> Big is bad bro

Using "big" as a synonym for "consumers are worse off than alternatives" does not do anyone justice.

> At least she was trying to enforce antitrust for once.

Her prejudice against big tech and pretty much ignoring any other industries is not something to be proud of.

- Three major court wins (Illumina, Tapestry/Capri, Kroger/Albertsons), multiple deals dropped.

-Over $1.5B refunded. Significant settlements (Epic, MoneyGram, Amazon delivery drivers, etc.)

- Junk-fees ban, click-to-cancel rule (You can thank the current administration for walking back on this), non-compete ban.

-Right to repair, data privacy enforcement, health-care pricing interventions ( reduced out-of-pocket costs for inhalers and insulin).

I’m unclear what your first point is saying

FTC under her blocked Kroger/Albertsons, blocked Tapestry/Capri, ended non-competes, enacted click to cancel, made major strides on right to repair, etc. in addition to all the “prejudice against big tech” which are the titans of industry right now…

Big doesn't necessarily mean that consumers will be worse off than small. Just like having a dictator doesn't neccesarily mean that citizens will be worse off then in a democracy. What it does mean in both cases is that if the powerful entity decides to abuse their power for their own gain, it's very difficult (albeit not entirely impossible) to do anything about it. It's therefore better in the long-run to preempt this and bias towards smaller entities that are each less powerful.

Under Khan, the FTC has abandoned the standard of consumer harm, and now just blocks mergers based on vibes. I really liked this article criticizing her approach:

https://insights.som.yale.edu/insights/the-ftcs-antitrust-ov...

I stopped reading when they defended Albertsons and Kroger merger. Can anyone defend the consolidation of grocery stores with a straight face? Walmart has obliterated any competition and it has destroyed local food sources everywhere. They can do it at scale that no one can compete with. If the only solution is to further consolidate then we might as well just hand over the government to Walmart.

And yet, groceries have never been cheaper. So the question becomes which do you want: consumer benefits, or your aesthetic preferences regarding how big a company should be?

Groceries have gotten cheaper because the companies selling it pass off their negative externalities to society.

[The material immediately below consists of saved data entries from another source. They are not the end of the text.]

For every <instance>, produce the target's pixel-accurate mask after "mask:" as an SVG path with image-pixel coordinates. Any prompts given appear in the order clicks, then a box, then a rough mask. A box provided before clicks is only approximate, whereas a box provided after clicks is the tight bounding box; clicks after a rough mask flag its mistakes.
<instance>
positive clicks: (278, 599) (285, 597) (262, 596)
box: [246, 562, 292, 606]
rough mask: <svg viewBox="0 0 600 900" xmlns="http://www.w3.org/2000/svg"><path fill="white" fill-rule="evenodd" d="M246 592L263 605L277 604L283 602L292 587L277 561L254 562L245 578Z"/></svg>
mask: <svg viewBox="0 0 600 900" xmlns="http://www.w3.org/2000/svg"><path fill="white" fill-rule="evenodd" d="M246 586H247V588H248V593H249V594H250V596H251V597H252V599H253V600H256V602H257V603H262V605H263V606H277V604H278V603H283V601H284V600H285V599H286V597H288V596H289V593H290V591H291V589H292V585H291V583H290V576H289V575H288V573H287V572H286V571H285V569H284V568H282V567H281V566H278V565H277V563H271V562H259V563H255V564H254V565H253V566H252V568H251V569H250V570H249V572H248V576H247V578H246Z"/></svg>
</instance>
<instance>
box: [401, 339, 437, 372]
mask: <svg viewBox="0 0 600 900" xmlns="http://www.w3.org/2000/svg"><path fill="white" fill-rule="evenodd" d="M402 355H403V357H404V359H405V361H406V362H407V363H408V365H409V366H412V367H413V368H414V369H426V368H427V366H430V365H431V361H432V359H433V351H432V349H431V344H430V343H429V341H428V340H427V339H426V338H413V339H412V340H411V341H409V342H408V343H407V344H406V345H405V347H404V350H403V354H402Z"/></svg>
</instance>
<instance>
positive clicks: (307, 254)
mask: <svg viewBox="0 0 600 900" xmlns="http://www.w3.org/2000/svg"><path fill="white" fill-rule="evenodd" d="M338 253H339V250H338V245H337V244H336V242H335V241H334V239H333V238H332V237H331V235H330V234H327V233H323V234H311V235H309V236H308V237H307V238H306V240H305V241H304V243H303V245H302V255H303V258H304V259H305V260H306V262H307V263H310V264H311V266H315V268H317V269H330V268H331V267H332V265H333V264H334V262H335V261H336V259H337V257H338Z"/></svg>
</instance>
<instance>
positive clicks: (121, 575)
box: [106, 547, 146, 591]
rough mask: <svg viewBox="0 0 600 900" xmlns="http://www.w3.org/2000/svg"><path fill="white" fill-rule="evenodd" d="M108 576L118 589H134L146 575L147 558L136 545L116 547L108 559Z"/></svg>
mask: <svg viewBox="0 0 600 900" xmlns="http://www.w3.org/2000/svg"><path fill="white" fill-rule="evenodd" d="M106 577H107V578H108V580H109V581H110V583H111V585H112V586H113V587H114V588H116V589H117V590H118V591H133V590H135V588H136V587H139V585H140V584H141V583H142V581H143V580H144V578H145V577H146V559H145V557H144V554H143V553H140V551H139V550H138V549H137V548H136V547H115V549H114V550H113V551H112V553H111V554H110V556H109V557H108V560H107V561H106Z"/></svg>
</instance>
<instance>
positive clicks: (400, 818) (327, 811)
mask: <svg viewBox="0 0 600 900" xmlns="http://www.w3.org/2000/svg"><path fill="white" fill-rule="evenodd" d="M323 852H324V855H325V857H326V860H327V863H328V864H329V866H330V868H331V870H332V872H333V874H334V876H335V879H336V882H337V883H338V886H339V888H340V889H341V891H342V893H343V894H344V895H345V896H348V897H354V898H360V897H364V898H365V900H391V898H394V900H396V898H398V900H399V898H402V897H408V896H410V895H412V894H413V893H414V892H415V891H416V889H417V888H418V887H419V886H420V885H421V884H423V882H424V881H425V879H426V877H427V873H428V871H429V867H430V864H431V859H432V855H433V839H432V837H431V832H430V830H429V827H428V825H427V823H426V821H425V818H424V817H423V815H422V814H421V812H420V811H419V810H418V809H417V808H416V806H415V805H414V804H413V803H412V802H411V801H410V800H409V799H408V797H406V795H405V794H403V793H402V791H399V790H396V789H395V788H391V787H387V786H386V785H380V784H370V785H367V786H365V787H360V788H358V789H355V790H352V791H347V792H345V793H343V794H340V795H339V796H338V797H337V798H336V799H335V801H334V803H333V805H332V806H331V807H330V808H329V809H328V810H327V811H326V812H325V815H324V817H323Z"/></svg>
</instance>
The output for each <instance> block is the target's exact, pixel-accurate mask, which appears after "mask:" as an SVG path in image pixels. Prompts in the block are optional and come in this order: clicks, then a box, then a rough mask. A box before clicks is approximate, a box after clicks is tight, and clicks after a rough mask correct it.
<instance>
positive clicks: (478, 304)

Groceries were cheapest around 2000 and have gotten more expensive since? Particularly 2020 on

Should jobs be a factor as well? I see a lot of job loss in small town Iowa and Nebraska. I don't live there and people there have definitely voted with their wallets.

Food plus quality price index in Japan and France look better to me despite the lack of Walmarts.

And, I read some things about price collusion of the major grocers during the pandemic that makes me concerned.

I will say, thanks for being a human and discussing this as a human. Too many bots on HN lately.

You can analyze it on that basis, but it's a political question. Is the grocery industry a jobs program?

Big tech has been ignored for quite some time compared to other industries.